Although this cohort represents one of the largest collections of early-stage HGSC samples that have been characterised with WGS, this project has potential shortcomings. Our cohort is small, reflecting the rarity of this patient population, which limits our statistical power, in particular the ability to compare early-stage cases that relapsed to those that did not. In addition, the samples were identified retrospectively from pathology archives; thus, the extent of surgery was not defined, and chemotherapy regime given was at the discretion of the treating oncologists. The early-stage cohort was diagnosed more recently, on average, than the late stage, although this difference is unlikely to have influenced clinical management, and nearly 80% were alive 10 years following diagnosis, in keeping with data from randomised clinical trials (5).

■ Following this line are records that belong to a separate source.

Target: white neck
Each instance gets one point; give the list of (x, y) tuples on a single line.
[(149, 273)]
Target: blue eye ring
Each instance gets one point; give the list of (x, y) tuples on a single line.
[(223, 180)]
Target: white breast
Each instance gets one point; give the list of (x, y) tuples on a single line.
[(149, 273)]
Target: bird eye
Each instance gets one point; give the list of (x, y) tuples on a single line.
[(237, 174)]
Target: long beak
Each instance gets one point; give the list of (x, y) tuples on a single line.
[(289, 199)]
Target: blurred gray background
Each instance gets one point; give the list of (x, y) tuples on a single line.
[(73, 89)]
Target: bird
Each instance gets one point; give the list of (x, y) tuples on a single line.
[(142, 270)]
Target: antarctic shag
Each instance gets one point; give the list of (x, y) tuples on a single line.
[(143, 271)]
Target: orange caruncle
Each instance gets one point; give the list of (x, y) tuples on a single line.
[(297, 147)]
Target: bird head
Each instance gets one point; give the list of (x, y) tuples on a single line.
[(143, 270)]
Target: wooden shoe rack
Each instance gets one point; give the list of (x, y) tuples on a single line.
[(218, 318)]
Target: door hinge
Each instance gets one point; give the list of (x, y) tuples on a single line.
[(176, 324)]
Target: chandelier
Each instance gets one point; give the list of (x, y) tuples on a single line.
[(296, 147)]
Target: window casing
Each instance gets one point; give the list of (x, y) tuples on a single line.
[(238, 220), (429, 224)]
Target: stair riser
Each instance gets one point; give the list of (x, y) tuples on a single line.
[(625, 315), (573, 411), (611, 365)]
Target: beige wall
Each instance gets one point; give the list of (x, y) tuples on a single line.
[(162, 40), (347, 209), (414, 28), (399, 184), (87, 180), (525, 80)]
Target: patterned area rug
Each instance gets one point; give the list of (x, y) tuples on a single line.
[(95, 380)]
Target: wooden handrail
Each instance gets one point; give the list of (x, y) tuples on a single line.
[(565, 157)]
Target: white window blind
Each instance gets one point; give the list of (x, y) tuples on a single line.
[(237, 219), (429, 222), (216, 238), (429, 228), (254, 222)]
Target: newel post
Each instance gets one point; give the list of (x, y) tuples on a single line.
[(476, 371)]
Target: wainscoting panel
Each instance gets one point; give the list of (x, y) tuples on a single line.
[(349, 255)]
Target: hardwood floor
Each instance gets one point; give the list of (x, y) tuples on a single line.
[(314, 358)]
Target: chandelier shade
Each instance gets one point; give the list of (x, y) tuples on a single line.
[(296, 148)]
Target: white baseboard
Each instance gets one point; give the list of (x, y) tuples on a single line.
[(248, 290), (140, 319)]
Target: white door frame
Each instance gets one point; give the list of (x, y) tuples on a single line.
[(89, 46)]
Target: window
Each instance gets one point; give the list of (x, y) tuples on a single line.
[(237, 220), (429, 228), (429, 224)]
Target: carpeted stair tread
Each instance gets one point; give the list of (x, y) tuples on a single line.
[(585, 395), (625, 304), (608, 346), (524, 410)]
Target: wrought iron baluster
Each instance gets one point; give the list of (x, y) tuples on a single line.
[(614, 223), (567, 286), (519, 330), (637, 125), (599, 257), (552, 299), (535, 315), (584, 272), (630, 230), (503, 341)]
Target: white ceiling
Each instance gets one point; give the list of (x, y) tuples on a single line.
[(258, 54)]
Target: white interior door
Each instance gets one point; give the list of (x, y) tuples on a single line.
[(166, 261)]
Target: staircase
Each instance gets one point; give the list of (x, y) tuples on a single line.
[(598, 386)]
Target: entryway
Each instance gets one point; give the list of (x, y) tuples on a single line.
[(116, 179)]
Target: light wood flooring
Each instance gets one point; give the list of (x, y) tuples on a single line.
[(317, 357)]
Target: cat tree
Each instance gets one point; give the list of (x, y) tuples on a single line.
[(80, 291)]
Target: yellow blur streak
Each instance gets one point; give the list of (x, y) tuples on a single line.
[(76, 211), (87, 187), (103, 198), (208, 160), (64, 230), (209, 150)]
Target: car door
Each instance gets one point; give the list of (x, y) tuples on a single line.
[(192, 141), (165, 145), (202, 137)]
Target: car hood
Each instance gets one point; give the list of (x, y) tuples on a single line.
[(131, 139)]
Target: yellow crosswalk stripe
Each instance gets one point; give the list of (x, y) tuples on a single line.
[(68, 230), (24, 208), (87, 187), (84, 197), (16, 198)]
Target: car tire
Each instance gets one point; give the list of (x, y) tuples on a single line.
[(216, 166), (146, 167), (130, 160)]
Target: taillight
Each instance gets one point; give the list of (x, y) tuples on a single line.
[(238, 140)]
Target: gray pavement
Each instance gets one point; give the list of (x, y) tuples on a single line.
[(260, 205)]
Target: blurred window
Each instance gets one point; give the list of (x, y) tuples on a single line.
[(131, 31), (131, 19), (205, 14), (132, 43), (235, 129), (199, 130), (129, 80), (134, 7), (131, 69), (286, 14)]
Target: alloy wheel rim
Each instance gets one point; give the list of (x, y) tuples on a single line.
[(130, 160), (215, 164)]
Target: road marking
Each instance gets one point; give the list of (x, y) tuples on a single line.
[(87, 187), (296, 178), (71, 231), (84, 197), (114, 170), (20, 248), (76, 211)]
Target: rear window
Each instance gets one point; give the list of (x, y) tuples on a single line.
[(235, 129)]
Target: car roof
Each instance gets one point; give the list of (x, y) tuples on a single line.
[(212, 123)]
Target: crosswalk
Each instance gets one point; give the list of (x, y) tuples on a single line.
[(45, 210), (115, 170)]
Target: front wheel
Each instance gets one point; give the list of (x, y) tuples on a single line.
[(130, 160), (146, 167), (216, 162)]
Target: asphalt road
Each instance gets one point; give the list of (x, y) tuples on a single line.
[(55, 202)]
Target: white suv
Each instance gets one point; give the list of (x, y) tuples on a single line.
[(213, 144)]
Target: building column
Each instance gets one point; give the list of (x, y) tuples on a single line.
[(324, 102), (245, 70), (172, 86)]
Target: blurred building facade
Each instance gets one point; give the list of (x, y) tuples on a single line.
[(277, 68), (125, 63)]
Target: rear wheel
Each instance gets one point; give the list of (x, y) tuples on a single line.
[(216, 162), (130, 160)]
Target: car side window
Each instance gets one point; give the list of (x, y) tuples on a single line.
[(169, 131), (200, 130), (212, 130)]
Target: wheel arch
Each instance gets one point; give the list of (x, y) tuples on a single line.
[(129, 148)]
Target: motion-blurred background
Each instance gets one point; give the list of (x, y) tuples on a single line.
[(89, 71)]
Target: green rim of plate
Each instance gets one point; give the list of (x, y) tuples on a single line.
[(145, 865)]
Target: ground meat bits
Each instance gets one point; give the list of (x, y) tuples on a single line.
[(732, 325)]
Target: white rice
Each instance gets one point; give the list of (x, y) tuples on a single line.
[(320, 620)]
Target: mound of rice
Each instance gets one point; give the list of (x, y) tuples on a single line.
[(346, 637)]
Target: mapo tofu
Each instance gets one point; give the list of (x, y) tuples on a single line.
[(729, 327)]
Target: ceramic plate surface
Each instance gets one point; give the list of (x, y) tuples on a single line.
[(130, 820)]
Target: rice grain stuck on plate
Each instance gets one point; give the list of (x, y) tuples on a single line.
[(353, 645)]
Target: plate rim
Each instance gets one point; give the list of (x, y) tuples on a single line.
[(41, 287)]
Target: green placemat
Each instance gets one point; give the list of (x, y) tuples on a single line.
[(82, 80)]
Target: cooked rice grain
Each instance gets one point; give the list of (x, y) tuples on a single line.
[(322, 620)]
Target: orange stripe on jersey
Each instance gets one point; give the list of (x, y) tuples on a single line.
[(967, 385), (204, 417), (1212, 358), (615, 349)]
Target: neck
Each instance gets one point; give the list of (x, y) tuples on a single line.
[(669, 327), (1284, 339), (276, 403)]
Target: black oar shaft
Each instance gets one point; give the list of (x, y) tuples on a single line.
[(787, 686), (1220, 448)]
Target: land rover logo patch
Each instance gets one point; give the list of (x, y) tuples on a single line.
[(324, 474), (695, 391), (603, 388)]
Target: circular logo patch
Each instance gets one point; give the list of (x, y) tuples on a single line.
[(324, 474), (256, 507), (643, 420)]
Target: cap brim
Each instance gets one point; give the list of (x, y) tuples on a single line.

This strongly suggests that our cohort did not contain large numbers of understaged patients with occult stage III disease. The samples were all formalin-fixed, paraffin-embedded (FFPE) and analysed up to 15 years following diagnosis, and it was not possible to estimate absolute copy number, and hence CN signatures, on several of the samples. Our previously developed methods allow reliable analysis of genome-wide changes in fixed material (40), but demand strict quality control criteria to ensure robust copy number determination. Our estimation of the number of reads required (see Methods) was clearly insufficient in some cases, especially those with low tumour cellularity. If sWGS is to be developed for use in clinical trials, it will be imperative to establish robust criteria for sequencing depth, especially in low cellularity samples or small core biopsies. We also did not perform whole exome sequencing or deep WGS, so are unable to comment upon small variants (SNV, indel) beyond our targeted panel nor on larger scale rearrangements (12,41).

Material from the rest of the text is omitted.